Wednesday, November 10, 2010

A Long Walk Home

            Now that the teenage granddaughter could drive, she and Louise Craine would spend hours on the road re-tracing their ancestors’ steps.  It was on one such trip, as the twosome rounded the curve along a dirt road leading from Old Cumslo Road, the grandmother began her story. “Now, sugar, I don’t exactly know when this happened, but I do know that my mother, Lena Victoria, was already married to Webb Vincent. They lived right over yonder,” she said pointing across the kudzu field.
            As the car stopped, she continued. “You see, there was a disease called pellagra that was mighty common in the South after the Civil War.  Everybody now knows that it is caused by a vitamin deficiency so it belongs in the same category as beriberi and scurvy.  That was not always the case, however.  When your great-grandmother got it, the thinking was that pellagra was contagious.”
            With sadness in her eyes, Louise Craine continued, “During the Civil War, there were 10,000 deaths from pellagra in one brief period down in Andersonville Prison.  After the war, everybody was getting it. By the early 1900s, pellagra was an epidemic in the South. There were 1,306 reported pellagra deaths in South Carolina during the first ten months of 1915; 100,000 Southerners were affected in 1916.  At some point, my mother became one of them.”
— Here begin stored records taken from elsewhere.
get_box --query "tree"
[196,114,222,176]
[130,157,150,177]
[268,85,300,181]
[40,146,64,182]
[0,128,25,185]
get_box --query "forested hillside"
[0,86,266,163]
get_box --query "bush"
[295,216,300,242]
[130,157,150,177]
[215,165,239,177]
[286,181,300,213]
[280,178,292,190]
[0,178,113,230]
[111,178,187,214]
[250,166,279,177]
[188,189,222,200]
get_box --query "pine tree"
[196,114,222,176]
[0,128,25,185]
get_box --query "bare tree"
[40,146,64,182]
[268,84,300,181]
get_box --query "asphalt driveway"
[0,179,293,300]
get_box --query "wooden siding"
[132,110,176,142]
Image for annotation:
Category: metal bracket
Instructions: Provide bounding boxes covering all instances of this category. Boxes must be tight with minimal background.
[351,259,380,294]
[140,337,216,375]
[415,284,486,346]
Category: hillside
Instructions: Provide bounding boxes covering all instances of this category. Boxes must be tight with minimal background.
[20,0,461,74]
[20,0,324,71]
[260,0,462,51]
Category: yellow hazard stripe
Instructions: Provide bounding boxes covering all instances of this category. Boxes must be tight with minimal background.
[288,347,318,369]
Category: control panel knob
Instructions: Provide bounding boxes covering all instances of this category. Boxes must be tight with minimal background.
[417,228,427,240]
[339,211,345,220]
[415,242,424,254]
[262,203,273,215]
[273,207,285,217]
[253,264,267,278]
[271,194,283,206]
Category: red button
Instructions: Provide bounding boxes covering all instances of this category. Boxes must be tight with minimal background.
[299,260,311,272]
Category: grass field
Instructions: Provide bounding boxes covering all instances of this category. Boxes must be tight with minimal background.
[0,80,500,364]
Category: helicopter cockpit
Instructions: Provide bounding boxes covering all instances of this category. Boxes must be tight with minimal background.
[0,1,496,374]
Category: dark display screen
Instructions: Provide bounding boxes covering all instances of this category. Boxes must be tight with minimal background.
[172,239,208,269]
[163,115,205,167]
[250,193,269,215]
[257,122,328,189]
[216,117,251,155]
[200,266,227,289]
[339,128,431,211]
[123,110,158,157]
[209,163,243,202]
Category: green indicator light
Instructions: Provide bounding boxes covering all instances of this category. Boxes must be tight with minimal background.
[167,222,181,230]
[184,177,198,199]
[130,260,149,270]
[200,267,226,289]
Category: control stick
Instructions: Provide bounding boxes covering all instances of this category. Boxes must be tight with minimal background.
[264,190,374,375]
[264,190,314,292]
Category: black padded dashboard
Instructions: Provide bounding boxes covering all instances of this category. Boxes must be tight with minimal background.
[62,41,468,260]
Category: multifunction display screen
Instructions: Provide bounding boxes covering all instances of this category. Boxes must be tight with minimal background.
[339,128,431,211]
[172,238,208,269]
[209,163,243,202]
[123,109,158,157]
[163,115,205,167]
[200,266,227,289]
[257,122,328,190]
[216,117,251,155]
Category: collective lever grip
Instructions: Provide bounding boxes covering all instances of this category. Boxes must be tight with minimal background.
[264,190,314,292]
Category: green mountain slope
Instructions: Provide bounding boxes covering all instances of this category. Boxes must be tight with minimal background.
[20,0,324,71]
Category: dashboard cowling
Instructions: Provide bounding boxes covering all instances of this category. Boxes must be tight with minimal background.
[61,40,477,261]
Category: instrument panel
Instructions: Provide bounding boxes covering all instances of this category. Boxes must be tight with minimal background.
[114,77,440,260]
            “She broke out in these patches all over her arms, just wouldn’t quit scratching, and was in so much pain.  She acted almost crazy from her discomfort.  That coupled with the idea that pellagra was infectious, prompted her to be put in the Georgia State Sanitarium. That’s the old name for Central State Hospital in Milledgeville.”
            “Oh, my goodness!” the teenager gasped.  That hospital was a place for pellagra patients? What happened to her, Grandma?  How long did she have to stay?”
            “Well, that’s the thing of it.  I think there must have been a lot of pellagra patients there.  It was one of the places where some experiments were conducted later by a Dr. Joseph Goldberger.  He eventually proved that pellagra was not contagious, and was even able to help sufferers just by changing their diets.”
            “When my mama was there, there was no treatment except isolation from everyone who didn‘t have the disease.  She began to feel helpless and hopeless.  Fortunately, she never gave up, and decided to escape.  That night and over the next couple of days, she walked over 25 miles to get home.”
            “She used to talk about how frightened she’d been that first night when she escaped into the moonlight.  Since she had no choice but to follow the roads, she walked at night and rested in the woods during the day.  By the second night, she realized that no one from the sanitarium was going to pursue her.  The ratio of patients to doctors was so high that apparently Lena Vincent was the least of the doctors’ worries.”     
            “When she finally arrived home, Mama was so itchy and uncomfortable that she jumped into the well!  One of the farm hands heard her screaming and ran to get my daddy.  The two of them managed to pull her up with the bucket and the ropes.  Eventually, she recovered.  One can surmise it was from a change in diet.”
           
The granddaughter sat there staring at the dilapidated old well, trying to imagine the whole set of circumstances.  “It’s amazing that your mama could walk such a long way home!”
            Louise Craine smiled encouragingly, “Well, sugar, it’s just a testament to the fact that the human spirit is capable of great feats when it needs to be.”